Este Villa Dálmine que atraviesa un presente repleto de satisfacciones no se olvida de su pasado. Y así como en el último partido de local de la temporada pasada se homenajeó al "Holanda de la C", ayer fue el turno del equipo campeón de la Primera B Metropolitana 1988/89.

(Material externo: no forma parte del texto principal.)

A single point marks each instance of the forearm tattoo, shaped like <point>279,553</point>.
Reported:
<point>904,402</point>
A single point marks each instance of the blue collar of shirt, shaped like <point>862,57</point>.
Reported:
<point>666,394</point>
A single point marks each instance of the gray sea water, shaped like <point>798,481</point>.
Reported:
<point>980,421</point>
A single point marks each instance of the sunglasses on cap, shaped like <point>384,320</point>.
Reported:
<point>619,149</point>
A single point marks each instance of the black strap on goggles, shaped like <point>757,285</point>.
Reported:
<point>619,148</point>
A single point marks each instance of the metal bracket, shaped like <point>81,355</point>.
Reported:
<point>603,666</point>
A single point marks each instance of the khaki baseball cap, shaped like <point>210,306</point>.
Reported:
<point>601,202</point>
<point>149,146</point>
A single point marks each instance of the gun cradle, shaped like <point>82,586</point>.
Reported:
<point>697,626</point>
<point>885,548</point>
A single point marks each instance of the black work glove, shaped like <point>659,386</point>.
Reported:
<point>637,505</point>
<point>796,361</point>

De esa manera, el "Tano" Antonio Labonia, "Palito" Galván, "Chichín" Sena, "el Sapo" Barrios, el "Negro" Céliz y el "Mono" Acuña, entre muchos otros, llegaron temprano al estadio de Mitre y Puccini, donde compartieron, primero, un asado en el Salón Restaurant.

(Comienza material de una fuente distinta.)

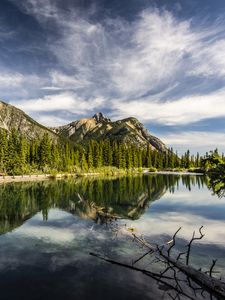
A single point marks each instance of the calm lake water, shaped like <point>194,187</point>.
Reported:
<point>48,229</point>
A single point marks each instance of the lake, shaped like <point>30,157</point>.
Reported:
<point>49,228</point>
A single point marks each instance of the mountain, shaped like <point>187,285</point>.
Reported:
<point>12,117</point>
<point>99,127</point>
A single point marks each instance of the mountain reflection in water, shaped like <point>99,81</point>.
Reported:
<point>90,198</point>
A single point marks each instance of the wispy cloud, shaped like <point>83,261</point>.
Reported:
<point>156,67</point>
<point>196,141</point>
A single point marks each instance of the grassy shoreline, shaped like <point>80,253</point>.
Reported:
<point>41,177</point>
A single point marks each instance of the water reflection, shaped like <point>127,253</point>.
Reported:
<point>90,198</point>
<point>62,222</point>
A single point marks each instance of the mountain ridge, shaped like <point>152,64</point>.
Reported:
<point>100,127</point>
<point>12,117</point>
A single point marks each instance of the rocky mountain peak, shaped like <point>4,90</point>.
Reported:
<point>100,117</point>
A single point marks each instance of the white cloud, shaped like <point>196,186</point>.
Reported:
<point>141,65</point>
<point>186,110</point>
<point>196,141</point>
<point>60,102</point>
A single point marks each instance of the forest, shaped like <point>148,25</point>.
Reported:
<point>19,155</point>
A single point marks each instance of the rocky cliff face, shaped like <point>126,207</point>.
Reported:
<point>12,117</point>
<point>99,127</point>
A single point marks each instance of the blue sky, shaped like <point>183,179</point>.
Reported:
<point>160,61</point>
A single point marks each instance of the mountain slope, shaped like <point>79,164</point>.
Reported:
<point>12,117</point>
<point>99,127</point>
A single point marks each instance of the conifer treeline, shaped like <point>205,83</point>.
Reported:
<point>21,156</point>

Allí tampoco faltó el director técnico de aquel equipo, Roberto "Pipo" Ferreiro, quien a sus 81 años también dijo presente para participar de este homenaje tan merecido al que también se sumaron dos "sobrevivientes": el Dr Jorge Papini y el masajista José Ortiz, dos que todavía siguen trabajando con el plantel de Primera División.
Ese Villa Dálmine se coronó el 25 de febrero de 1989: el empate sin goles ante Nueva Chicago le alcanzó para dar la vuelta olímpica ante su gente, luego de pelear el campeonato palmo a palmo con Argentino de Rosario.
Dos fechas después, en la última del torneo, el Violeta le pondría un broche de oro esa participación en la Primera B, ganándole 1-0 a Defensores Unidos de Zárate y condenando al "archirrival" al descenso a la Primera C.
Luego llegaría la posibilidad de disputar el Octogonal por el ascenso a Primera División, donde el Violeta cayó en primera ronda frente a Colón de Santa Fe. Pero eso poco importaba. Es que ya se había conseguido el objetivo: llevar a Villa Dálmine al Nacional B (creado años antes) por primera vez en la historia del club. Y así, el Violeta empezó a recorrer el país.
Luego de compartir el almuerzo, todos los jugadores fueron invitados a seguir el encuentro ante Estudiantes de San Luis desde la platea y, en el entretiempo, tuvieron su momento de mayor emoción: volver a poner los pies en el verde césped de ese estadio que tantas satisfacciones les dio.
Entonces, con los brazos en alto y los rostros húmedos, cada uno de ellos recibió la ovación de las tribunas de Mitre y Puccini y así revivió un pedazo de su historia; que es, ni más ni menos, también un pedazo de la historia de Villa Dálmine.
TODOS JUNTOS POSARON EN EL CENTRO DEL CAMPO DE JUEGO. COMO HACE 27 AÑOS ATRÁS.